Teste de germinação assimbiótica Nenhuma alteração foi observada nas sementes durante todo o período de incubação das placas, que levou cerca de 15 meses, sugerindo a ineficiência da germinação na ausência de fungos e sob tais condições de cultivo.

Experimento de semeadura e recuperação de sementes A instalação do experimento ocorreu no início de 2016, no final do mês de abril, e coincidiu com um longo período não convencional de baixa precipitação na região do PESM que compreende os NVG e NSV, e que durou até meados de outubro (observações do grupo de pesquisa). Tais condições climáticas podem ter comprometido os dados nos primeiros meses de experimento. Duplicatas dos pacotes de sementes foram recuperadas a cada mês e nenhuma alteração visível sob lupa foi observada até os 8 meses de experimento.
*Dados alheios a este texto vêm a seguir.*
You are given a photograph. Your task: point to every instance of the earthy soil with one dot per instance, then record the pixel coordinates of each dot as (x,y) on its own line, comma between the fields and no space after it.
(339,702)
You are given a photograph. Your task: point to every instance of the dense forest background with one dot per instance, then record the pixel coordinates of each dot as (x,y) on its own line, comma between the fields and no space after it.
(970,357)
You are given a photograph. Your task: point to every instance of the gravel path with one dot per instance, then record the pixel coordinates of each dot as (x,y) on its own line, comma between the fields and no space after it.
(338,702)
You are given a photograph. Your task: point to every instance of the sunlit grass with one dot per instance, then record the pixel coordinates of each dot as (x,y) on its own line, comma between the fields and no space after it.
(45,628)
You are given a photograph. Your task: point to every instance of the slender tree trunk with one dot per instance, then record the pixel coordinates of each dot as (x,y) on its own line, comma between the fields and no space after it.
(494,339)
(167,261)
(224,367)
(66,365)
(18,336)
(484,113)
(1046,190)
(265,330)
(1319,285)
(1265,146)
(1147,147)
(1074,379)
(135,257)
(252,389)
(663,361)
Os últimos meses de coleta de pacotes, entre dezembro de 2016 e março de 2017, permitiram a visualização de estruturas alongadas surgindo desde o interior dos frutos enterrados (Figura 15). Tais estruturas apresentam epiderme de aspecto similar ao das raízes de indivíduos adultos de P. schencki e a presença de gemas laterais, com uma de suas extremidades afunilada e outra arredondada.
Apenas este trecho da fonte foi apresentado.